Thursday, April 26, 2012

V For Vendetta


V for Vendetta, by Alan Moore, is a work which I initially found quite difficult to read due to its somewhat hackneyed construction in both the narrative and artistic realm (appropriately enough, the book's preface is essentially an apology by Moore regarding the beginning of the work's unsteady foundation).


The titular character, V, is a frank and astounding bundle of theatrics and domestic terrorism, a faceless avatar of an immortal idea. V's selfless and ceaseless devotion to his adopted ideal borders on pathological autism, made all the stranger by V's shadowy past and casual erudition. The lengths that V goes to to manipulate and "save" his initially hapless co-conspirator are obscene, going far beyond the boundaries of what we would typically think of as "emotional and physical abuse", all in the service of a hazily-defined crusade which, miraculously, resolves itself quite neatly at the end - and all according to a grand and inhuman masterwork of a plan.



The hand-off at the end of the tale, from V to girl, physically echoes his earlier assertion - that you can kill the man, but not the idea. "Ideas are bulletproof."



Moore's use of the visual "pun" elements and interweaving "unrelated" writing with strangely coincidental imagery is at its peak throughout several issues, however, a theme that he would return to in Watchmen.

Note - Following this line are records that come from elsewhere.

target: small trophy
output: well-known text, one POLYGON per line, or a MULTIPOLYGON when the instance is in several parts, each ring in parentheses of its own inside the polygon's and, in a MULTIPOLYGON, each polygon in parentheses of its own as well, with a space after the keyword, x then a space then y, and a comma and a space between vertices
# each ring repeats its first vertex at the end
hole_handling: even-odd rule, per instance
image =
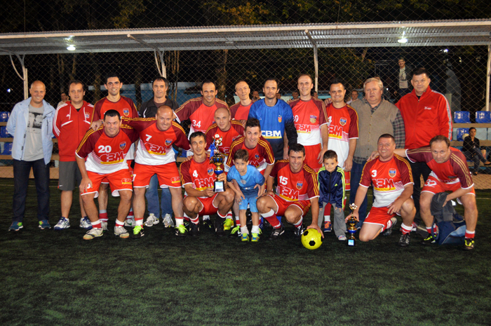
POLYGON ((349 205, 349 209, 351 210, 351 217, 348 219, 348 247, 354 247, 356 245, 355 243, 355 233, 356 233, 356 219, 353 215, 353 212, 356 209, 356 205, 354 203, 349 205))
MULTIPOLYGON (((220 135, 215 135, 213 137, 213 141, 210 145, 210 163, 215 164, 217 167, 215 169, 215 174, 218 177, 220 175, 223 173, 223 169, 220 167, 223 164, 223 160, 224 156, 218 150, 218 147, 222 144, 222 137, 220 135)), ((213 191, 215 192, 222 192, 225 191, 225 184, 223 181, 215 181, 215 186, 213 186, 213 191)))

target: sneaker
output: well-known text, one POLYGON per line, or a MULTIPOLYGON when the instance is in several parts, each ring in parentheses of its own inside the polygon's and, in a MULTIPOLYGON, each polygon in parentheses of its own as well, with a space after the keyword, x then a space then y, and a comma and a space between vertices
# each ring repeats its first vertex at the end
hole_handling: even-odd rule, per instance
POLYGON ((49 222, 48 222, 47 219, 42 219, 39 221, 39 229, 41 230, 44 230, 46 229, 51 229, 51 226, 50 225, 49 222))
POLYGON ((135 219, 126 219, 124 222, 125 226, 136 226, 136 222, 135 222, 135 219))
POLYGON ((55 226, 55 230, 62 230, 63 229, 68 229, 70 227, 70 221, 67 218, 63 217, 62 216, 60 221, 55 226))
MULTIPOLYGON (((145 226, 153 226, 155 224, 159 224, 159 217, 156 217, 154 213, 151 213, 148 217, 147 217, 147 221, 145 221, 145 226)), ((136 227, 136 226, 135 226, 136 227)))
POLYGON ((8 228, 8 231, 19 231, 22 229, 22 222, 13 222, 12 225, 8 228))
POLYGON ((104 232, 101 228, 93 228, 92 229, 87 231, 87 233, 83 236, 83 240, 92 240, 94 238, 98 236, 102 236, 104 232))
POLYGON ((464 249, 466 250, 472 250, 474 249, 474 239, 466 238, 464 240, 464 249))
POLYGON ((330 232, 332 231, 332 224, 331 224, 330 221, 326 221, 324 222, 324 232, 330 232))
POLYGON ((409 245, 409 233, 401 236, 398 244, 401 247, 408 247, 409 245))
POLYGON ((170 214, 166 214, 166 216, 163 217, 163 226, 166 228, 174 227, 174 221, 173 221, 170 214))
POLYGON ((268 238, 268 240, 276 240, 284 233, 285 229, 283 227, 283 225, 281 225, 279 228, 274 229, 273 230, 273 232, 271 233, 271 236, 269 236, 269 238, 268 238))
POLYGON ((177 236, 186 236, 187 234, 187 230, 184 224, 175 226, 174 229, 175 229, 175 235, 177 236))
POLYGON ((90 220, 88 219, 88 217, 84 216, 80 219, 80 227, 86 230, 90 230, 92 229, 92 223, 90 223, 90 220))
POLYGON ((198 236, 199 235, 199 225, 198 224, 191 223, 189 229, 189 236, 198 236))
POLYGON ((428 233, 428 236, 423 239, 421 242, 422 245, 430 245, 431 243, 435 243, 436 237, 433 236, 431 234, 428 233))
POLYGON ((391 225, 391 227, 386 229, 385 231, 382 232, 382 236, 387 236, 392 234, 392 229, 396 226, 396 224, 397 224, 397 219, 396 217, 392 217, 391 219, 391 221, 392 221, 392 224, 391 225))
POLYGON ((234 227, 234 220, 232 219, 225 219, 225 223, 223 224, 223 229, 229 231, 234 227))
POLYGON ((143 226, 141 225, 137 225, 133 228, 133 235, 131 236, 131 238, 142 238, 144 235, 145 233, 143 232, 143 226))
POLYGON ((130 237, 130 233, 123 226, 114 226, 114 236, 119 236, 121 239, 127 239, 130 237))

 I have to say that while Moore is one of my favorite authors, I find myself a little perplexed at the popularity this particular work has enjoyed, as it is not particularly 'gripping', it is merely competent and very grim. I have a suspicion that the two aspects were what managed to set it apart back when it was published - much as how the Punisher enjoys the popularity it does for being something few comics at "its time" were.